The effectiveness of the method is validated in two ways by ninefold cross-validation as shown in
Table 2. First, we validate the algorithm using a three-class disease classification—the first-level nodes of the taxonomy, which represent vascular diseases, OD diseases, macular diseases. For this inference class classification task, the CNN achieves 85.2% ± 0.7% (mean ± SD) overall accuracy (the average of individual inference class accuracies), and two comprehensive ophthalmologists get 78.56% and 76.3% accuracy on a subset of the validation set. Second, we validate the algorithm using a 18-class pathology classification—the second-level nodes of the tree. The CNN achieves 81.4% ± 1.7% overall accuracy, and the same two ophthalmologists get 75.2% and 73.2% accuracy, respectively.
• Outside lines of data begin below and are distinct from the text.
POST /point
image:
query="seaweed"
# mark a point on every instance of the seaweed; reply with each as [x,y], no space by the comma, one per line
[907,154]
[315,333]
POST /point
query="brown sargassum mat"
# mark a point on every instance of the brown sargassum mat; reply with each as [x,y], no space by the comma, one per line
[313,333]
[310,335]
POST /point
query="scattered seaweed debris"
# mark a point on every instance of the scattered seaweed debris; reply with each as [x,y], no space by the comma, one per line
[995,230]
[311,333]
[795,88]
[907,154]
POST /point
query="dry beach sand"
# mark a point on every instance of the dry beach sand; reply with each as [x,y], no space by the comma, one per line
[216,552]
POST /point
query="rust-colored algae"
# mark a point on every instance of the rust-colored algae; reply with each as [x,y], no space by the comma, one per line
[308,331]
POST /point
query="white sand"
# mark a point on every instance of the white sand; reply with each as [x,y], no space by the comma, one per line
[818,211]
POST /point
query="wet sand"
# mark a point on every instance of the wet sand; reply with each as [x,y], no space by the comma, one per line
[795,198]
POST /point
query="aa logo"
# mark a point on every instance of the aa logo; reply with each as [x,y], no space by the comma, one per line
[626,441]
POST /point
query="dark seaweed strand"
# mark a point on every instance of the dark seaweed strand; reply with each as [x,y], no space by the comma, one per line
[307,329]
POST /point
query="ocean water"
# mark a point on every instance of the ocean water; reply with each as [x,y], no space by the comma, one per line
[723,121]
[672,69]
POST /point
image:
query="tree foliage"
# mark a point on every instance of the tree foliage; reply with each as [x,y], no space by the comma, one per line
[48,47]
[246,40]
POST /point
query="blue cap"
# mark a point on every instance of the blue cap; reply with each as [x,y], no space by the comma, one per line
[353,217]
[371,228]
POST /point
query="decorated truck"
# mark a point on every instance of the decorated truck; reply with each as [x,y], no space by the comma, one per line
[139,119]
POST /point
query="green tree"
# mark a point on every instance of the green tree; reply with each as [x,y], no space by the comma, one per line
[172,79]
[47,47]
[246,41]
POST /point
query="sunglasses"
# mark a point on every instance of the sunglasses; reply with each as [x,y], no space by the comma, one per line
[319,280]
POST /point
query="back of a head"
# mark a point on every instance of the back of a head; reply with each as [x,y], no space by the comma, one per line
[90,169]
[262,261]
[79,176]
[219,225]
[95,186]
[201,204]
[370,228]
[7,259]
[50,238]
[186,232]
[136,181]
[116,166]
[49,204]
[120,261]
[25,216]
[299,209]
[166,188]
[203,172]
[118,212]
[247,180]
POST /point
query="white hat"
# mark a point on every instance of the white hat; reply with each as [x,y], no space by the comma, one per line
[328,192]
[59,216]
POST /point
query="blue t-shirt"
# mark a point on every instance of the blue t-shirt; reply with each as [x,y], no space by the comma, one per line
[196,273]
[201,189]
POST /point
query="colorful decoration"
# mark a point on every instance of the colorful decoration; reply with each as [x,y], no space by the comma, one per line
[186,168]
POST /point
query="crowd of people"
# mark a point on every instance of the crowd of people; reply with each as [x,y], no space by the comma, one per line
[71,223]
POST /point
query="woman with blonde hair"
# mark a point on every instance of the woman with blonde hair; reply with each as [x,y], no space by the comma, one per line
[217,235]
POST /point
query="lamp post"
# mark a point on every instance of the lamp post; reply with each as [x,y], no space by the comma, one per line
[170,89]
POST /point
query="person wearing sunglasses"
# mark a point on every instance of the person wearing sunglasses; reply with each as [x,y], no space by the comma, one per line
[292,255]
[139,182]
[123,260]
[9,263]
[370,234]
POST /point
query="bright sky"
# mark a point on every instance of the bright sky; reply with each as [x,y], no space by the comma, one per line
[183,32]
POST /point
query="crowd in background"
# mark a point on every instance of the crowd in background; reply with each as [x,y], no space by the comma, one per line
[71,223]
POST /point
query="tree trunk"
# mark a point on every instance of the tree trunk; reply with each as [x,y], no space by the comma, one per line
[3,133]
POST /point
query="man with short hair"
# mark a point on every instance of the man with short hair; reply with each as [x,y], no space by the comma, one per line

Figure 3 shows a few example images, demonstrating the difficulty in distinguishing between the fundus diseases because of the many similar visual features. The comparison metrics are sensitivity and specificity:
\begin{eqnarray}\begin{array}{@{}l@{}} sensitivity = \frac{{true\;positive}}{{positive}}\\ specificity = \frac{{true\;negative}}{{negative}} \end{array}\nonumber\end{eqnarray}
Where “true positive” is the number of correctly predicted fundus diseases, “positive” is the number of certain diseases the CNN predicted, including true-positive and false-positive results, “true-negative” is the number of correctly eliminated diseases, and “negative” is the number of diseases the CNN eliminated, including true-negative and false-negative results. When inputting an image into the CNN, we get a probability
P of the 18 diseases it predicted as output. By setting a threshold probability
t, we can finally determine one disease the image belongs to as
\(\hat y\)for the image, whereas
\(\hat y = P \ge t\). The sensitivity and specificity of these probabilities can be computed, by changing
t in the interval 0–1, a curve of sensitivities and specificities of the CNN about the classification effectiveness can be generated as shown in
Figure 4. The area under the curve (AUC) measures the performance of the CNN, whose maximum value is 1. As shown by the AUC on
Figure 4a, the deep learning CNN exhibits reliable fundus disease classification. Each red point on the plots represents the sensitivity and specificity of a single ophthalmologist. We can see that the CNN's performance is superior to the two ophthalmologists because the red points are under the blue curve of the CNN. When tested on a larger dataset (macular diseases: 800 images, vascular diseases: 720 images, OD diseases: 808 images;
Fig. 4b), we found the tiny changes in the AUC compared with the small dataset, which show the robust and reliable classification performance on larger dataset.